Este estudo teve por objetivo descrever e analisar o grau de liberdade de ação e escolha permitido pela mãe nas atividades diárias e brincadeiras da criança. Os dados foram obtidos através da análise das respostas de 110 mães a 15 questões do Roteiro Reestruturado de Biasoli-Alves e Graminha (1979), que investigam as condições oferecidas à criança em termos de movimentação e espaço físico, determinação de atividades e horários, uso da casa, da TV, brincadeiras e brinquedo. Os resultados indicam que as mães procuram dar liberdade a seus filhos, mas também lhes colocam restrições, num padrão próximo ao sugerido pela literatura psicológica, o que não deixa de implicar numa tutela coastante sobre a criança.


This study has meant to describe the level of freedom of action and of choice the mothers allow their children to have on their daily activities. Data was obtained by the analysis of the answers 110 mothers gave to 15 questions from the Biasoli-Alves & Graminha Reestructured Guide (1979), which investigate the conditions offered to the child in terms of physical space, delimitation of activities, use of home, TV set, play and toys. The results show that the mothers try to give freedom to their children in a similar pattern to the one the psychological literature suggests, as well as they set up restrictions, in a pattern of constant watchful care over the child.

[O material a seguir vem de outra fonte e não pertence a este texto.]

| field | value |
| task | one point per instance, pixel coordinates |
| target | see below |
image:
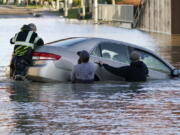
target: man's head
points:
(134, 56)
(25, 27)
(84, 56)
(32, 26)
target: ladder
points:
(139, 11)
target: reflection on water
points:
(102, 108)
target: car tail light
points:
(45, 56)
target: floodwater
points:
(103, 108)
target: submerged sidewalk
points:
(14, 10)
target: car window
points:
(112, 51)
(67, 42)
(153, 62)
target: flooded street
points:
(103, 108)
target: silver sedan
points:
(54, 61)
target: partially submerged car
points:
(54, 61)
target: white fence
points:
(121, 13)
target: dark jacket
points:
(137, 71)
(20, 49)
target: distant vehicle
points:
(55, 60)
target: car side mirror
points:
(175, 73)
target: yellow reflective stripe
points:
(29, 36)
(24, 44)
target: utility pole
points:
(65, 8)
(83, 8)
(95, 11)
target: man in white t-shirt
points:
(83, 72)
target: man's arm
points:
(122, 71)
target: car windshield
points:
(67, 42)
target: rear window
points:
(67, 42)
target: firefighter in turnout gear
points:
(25, 42)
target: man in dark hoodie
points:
(137, 71)
(25, 42)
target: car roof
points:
(88, 43)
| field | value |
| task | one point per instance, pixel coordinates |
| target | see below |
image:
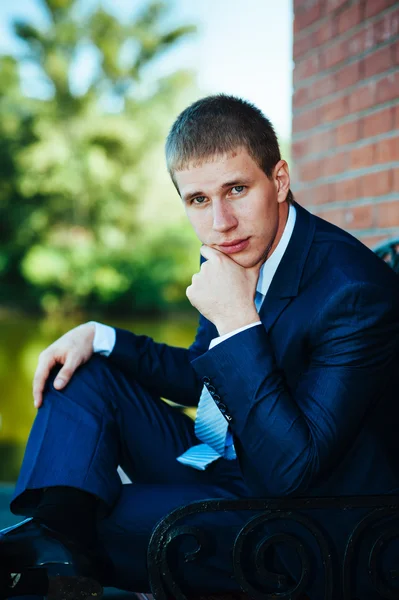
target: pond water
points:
(21, 341)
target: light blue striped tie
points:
(211, 428)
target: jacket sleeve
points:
(164, 370)
(286, 438)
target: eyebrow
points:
(227, 184)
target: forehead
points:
(215, 171)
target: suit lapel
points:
(286, 281)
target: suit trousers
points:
(103, 418)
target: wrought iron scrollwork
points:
(339, 575)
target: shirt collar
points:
(269, 267)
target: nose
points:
(223, 217)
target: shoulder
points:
(339, 260)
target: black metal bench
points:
(364, 545)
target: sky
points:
(243, 47)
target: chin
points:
(247, 262)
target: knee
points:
(90, 380)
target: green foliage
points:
(88, 218)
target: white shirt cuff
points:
(104, 338)
(226, 336)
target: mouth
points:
(234, 246)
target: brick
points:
(336, 109)
(310, 171)
(320, 142)
(377, 123)
(325, 32)
(376, 6)
(356, 44)
(306, 120)
(333, 55)
(300, 149)
(350, 17)
(388, 88)
(376, 184)
(347, 76)
(305, 68)
(363, 97)
(387, 214)
(347, 133)
(387, 150)
(323, 194)
(336, 164)
(359, 217)
(301, 97)
(334, 5)
(362, 157)
(347, 189)
(322, 87)
(378, 62)
(387, 28)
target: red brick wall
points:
(345, 144)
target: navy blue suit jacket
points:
(313, 393)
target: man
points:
(294, 366)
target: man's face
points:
(234, 207)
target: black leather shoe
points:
(73, 573)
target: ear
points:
(281, 176)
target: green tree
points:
(86, 211)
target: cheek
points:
(199, 224)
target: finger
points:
(65, 374)
(40, 378)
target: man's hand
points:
(223, 291)
(71, 350)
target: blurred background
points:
(90, 225)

Atividades da criança: educação x liberdade x restrições

Regina Helena Lima CaldanaI; Zélia Afaria Mendes Biasoli AlvesII; Stella Maria P. SimionatoIII

IAuxiliar de Ensino junto ao Departamento de Psicologia e Educação da FFCLRP-USP

IIProfª Assistente Doutora junto ao Departamento de Psicologia e Educação da FFCLRP-USP

IIIAluna do curso de pós graduação da CECH da UFSCar

RESUMO

Este estudo teve por objetivo descrever e analisar o grau de liberdade de ação e escolha permitido pela mãe nas atividades diárias e brincadeiras da criança. Os dados foram obtidos através da análise das respostas de 110 mães a 15 questões do Roteiro Reestruturado de Biasoli-Alves e Graminha (1979), que investigam as condições oferecidas à criança em termos de movimentação e espaço físico, determinação de atividades e horários, uso da casa, da TV, brincadeiras e brinquedo. Os resultados indicam que as mães procuram dar liberdade a seus filhos, mas também lhes colocam restrições, num padrão próximo ao sugerido pela literatura psicológica, o que não deixa de implicar numa tutela coastante sobre a criança.

ABSTRACT

This study has meant to describe the level of freedom of action and of choice the mothers allow their children to have on their daily activities. Data was obtained by the analysis of the answers 110 mothers gave to 15 questions from the Biasoli-Alves & Graminha Reestructured Guide (1979), which investigate the conditions offered to the child in terms of physical space, delimitation of activities, use of home, TV set, play and toys. The results show that the mothers try to give freedom to their children in a similar pattern to the one the psychological literature suggests, as well as they set up restrictions, in a pattern of constant watchful care over the child.

INTRODUÇÃO

O processo de educação da criança na família tem sido extremamente debatido, quer no contexto acadêmico, quer no clínico, e muito pelos próprios agentes socializadores - os pais. Um dos aspectos mais enfocados refere-se à liberdade dada à criança, tanto em termos de grau (o quanto se deve deixar a criança "solta"), quanto em termos de em que áreas ela deve estar presente (o que deve ser permitido ou não), sempre em função do benefício que traria à criança.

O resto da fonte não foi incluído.